Payout arrangements from 1 January 2011

From 1 January 2011, set off is no longer being applied by the FSCS. This means if a depositor owes a bank money, the debt is no longer set off against the positive balance when calculating the amount of the protected deposit. Instead the Scheme pays compensation as a gross payout up to the limit of £85,000.

Removing set off is designed to help speed up payment and ensure that eligible depositors do not lose liquidity in the event of a default.

Negative balances such as overdrafts, credit cards and certain types of “off set” mortgage accounts (where the savings and loan elements cannot be separated) are now excluded by the FSCS. However, under insolvency law, the remaining deposit balance, anything over £85,000, is automatically set-off against any debts in the liquidation, meaning consumers debts will be reduced by that excess amount.

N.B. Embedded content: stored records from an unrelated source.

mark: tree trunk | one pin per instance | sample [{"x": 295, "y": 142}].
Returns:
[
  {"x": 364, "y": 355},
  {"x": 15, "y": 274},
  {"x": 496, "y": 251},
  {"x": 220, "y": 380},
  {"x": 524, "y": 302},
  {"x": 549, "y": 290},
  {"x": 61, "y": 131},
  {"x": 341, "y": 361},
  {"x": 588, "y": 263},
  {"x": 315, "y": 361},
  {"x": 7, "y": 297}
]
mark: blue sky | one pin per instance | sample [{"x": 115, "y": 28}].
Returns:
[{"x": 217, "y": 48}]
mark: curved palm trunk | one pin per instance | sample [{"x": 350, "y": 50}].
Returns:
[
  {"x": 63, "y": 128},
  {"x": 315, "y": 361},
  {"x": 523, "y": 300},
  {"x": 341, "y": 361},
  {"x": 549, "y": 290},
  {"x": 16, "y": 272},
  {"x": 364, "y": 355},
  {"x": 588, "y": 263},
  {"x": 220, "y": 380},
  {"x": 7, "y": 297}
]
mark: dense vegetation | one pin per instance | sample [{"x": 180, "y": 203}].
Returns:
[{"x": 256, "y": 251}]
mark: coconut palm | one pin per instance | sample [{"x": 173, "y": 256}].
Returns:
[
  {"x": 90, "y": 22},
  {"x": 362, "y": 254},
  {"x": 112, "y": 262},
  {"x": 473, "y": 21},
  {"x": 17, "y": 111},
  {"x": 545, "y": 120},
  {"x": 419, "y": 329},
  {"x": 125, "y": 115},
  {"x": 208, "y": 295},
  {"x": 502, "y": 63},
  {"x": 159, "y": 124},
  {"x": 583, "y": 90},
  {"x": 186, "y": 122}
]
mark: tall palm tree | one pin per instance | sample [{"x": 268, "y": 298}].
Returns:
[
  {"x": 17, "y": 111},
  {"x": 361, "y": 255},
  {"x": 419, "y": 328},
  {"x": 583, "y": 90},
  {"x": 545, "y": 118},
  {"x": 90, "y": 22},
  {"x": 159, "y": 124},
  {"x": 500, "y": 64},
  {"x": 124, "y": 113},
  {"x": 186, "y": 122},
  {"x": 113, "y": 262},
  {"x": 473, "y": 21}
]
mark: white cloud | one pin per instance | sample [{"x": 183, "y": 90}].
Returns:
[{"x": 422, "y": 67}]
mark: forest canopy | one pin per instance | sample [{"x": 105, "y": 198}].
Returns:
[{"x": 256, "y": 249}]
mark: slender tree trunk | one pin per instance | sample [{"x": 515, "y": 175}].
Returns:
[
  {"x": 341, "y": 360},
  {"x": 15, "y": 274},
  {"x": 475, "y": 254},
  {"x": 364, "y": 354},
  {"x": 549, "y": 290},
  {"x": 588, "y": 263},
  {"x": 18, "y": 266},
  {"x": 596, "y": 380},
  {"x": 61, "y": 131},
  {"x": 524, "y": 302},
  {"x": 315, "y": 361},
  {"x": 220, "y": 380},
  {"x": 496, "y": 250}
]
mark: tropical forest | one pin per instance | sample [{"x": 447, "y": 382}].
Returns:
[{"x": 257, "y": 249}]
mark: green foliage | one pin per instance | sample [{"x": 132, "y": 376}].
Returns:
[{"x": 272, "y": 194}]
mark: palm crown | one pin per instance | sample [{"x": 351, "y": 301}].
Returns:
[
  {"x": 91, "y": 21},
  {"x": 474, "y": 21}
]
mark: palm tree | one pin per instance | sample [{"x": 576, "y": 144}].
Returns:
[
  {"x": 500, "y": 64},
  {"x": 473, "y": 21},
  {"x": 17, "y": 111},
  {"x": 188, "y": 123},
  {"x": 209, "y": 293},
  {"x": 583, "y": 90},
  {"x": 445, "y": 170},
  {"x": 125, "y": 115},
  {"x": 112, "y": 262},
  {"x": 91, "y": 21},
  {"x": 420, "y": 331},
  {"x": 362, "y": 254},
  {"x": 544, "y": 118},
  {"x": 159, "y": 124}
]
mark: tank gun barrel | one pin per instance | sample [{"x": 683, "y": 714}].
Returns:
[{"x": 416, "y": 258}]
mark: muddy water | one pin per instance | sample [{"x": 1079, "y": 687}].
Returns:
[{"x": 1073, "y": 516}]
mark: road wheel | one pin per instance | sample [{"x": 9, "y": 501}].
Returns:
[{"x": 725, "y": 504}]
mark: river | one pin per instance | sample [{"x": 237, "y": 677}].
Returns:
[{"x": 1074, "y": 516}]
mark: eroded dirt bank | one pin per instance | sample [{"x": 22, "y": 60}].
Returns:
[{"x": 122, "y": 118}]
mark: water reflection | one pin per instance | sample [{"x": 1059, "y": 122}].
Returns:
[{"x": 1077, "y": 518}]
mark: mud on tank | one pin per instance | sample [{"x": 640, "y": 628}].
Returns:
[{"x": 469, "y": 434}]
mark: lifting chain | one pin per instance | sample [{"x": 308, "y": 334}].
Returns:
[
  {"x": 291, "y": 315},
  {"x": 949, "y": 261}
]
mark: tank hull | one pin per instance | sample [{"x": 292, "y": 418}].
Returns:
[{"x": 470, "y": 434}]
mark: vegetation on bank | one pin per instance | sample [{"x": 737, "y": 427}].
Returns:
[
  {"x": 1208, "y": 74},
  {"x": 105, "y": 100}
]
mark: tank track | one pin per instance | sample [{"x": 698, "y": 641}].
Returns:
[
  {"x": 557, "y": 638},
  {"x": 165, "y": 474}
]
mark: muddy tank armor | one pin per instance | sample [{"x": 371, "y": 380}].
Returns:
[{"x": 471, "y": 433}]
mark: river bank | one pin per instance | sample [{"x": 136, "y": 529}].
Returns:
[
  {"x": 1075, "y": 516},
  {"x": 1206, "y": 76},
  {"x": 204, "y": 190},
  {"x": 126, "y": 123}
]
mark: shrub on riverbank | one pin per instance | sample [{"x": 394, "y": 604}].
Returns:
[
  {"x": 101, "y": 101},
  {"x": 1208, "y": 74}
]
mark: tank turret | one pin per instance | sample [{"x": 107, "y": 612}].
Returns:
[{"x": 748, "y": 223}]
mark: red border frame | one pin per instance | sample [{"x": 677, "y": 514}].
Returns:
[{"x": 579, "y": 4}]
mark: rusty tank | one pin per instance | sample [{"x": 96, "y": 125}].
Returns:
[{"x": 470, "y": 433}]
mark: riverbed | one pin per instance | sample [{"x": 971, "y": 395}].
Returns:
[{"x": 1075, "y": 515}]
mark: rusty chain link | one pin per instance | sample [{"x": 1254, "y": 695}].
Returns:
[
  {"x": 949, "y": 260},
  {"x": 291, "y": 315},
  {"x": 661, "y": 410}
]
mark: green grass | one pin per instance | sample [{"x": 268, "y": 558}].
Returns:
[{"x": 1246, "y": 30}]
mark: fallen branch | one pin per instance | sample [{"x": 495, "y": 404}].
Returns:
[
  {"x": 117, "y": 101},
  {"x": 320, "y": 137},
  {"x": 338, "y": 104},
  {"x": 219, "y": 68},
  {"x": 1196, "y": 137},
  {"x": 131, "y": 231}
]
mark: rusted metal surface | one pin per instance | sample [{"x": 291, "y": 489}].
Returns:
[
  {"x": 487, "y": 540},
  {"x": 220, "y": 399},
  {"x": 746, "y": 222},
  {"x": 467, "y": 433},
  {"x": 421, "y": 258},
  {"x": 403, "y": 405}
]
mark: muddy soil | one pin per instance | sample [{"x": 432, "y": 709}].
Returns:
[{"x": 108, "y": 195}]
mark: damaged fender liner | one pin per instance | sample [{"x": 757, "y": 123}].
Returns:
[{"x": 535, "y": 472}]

How are offset mortgages dealt with?

If a deposit account is separate from the mortgage balance, it would be dealt with separately and compensation would be calculated on a gross basis. However, if the deposit account is combined with the mortgage account and operated as one large overdraft, the FSCS would have to treat it as an overdraft and no compensation would be payable. It is important that consumers appreciate the difference between these accounts.

If the accounts are separate the FSCS would pay compensation up to the limit and the remainder would automatically be set-off against the debt (or in this case mortgage) under insolvency law.